= Ram Mynampati =

Indian business executive

Ram Mynampati is an Indian business executive. He was a board member of Satyam Computer Services until January 2009, when news of an accounting fraud at Satyam broke. He was briefly the interim CEO after the then-Chairman and CEO Ramalinga Raju admitted to the accounting fraud and stepped down. He was replaced by A. S. Murthy as the CEO on February 5, 2009.

==Career at Satyam==
Mynampati joined Satyam as Executive Vice President in 1999 and became Executive Vice President and Chief Operating Officer in November 2000. He was President, Satyam’s commercial and healthcare businesses since October 2002. Mynampati had executive responsibility for Satyam's operations across the verticals of Financial Services, Healthcare, Retail, Transportation and Government (about 60% of its business). In addition, he oversaw Satyam's GE and Microsoft accounts.
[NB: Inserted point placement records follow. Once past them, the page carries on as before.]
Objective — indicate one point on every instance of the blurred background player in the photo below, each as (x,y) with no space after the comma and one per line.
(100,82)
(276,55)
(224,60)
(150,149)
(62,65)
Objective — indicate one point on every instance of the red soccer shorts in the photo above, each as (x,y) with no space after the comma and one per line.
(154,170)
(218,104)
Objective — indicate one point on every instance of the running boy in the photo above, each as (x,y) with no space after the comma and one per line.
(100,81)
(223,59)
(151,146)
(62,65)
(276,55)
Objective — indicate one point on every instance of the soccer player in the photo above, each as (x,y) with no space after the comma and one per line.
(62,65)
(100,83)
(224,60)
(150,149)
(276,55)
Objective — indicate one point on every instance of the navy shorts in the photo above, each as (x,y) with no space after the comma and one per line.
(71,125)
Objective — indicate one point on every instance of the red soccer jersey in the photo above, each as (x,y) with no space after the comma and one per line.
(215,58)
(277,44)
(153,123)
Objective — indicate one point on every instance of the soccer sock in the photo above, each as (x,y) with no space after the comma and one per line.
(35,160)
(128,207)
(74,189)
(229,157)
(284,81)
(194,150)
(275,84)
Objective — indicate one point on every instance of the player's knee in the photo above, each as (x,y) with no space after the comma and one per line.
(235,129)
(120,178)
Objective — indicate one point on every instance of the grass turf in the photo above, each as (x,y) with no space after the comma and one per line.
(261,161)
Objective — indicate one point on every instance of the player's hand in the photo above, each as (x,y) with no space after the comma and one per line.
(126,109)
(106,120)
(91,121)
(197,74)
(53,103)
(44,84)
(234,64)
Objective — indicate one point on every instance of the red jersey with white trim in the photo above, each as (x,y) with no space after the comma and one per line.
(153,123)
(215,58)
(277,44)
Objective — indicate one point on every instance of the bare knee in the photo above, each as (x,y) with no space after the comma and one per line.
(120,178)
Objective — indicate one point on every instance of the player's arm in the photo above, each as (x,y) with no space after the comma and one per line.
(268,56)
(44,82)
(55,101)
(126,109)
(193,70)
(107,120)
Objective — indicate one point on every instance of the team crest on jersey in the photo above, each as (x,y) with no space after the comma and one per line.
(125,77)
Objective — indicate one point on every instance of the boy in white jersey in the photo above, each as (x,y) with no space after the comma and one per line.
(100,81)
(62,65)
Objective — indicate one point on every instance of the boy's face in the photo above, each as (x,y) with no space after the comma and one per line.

His career at Satyam ended on 23 June 2009, while he was still under a cloud of suspicion for being involved in the multi-crore accounting fraud.

==Accounting fraud==
After news of an accounting fraud at Satyam broke on 7 January 2009, Mynampati was appointed to the post due to the resignation and arrest of the then-current chairman and CEO Ramalinga Raju. Mynampati was a board member of Satyam prior to the scandal, but his membership ended when the Indian government dismissed the earlier board and appointed new members to oversee Satyam's activities. After the accounting fraud came to light, Mynampati avoided police enquiry and flew to the US immediately after the new board was installed.

==Other information==
Mynampati holds M.S in Computer Science from California State University. Mynampati is also director on the Board of Satyam Venture Engineering Services Pvt. Ltd., a joint venture between the Company and Venture Global Engineering LLC, USA.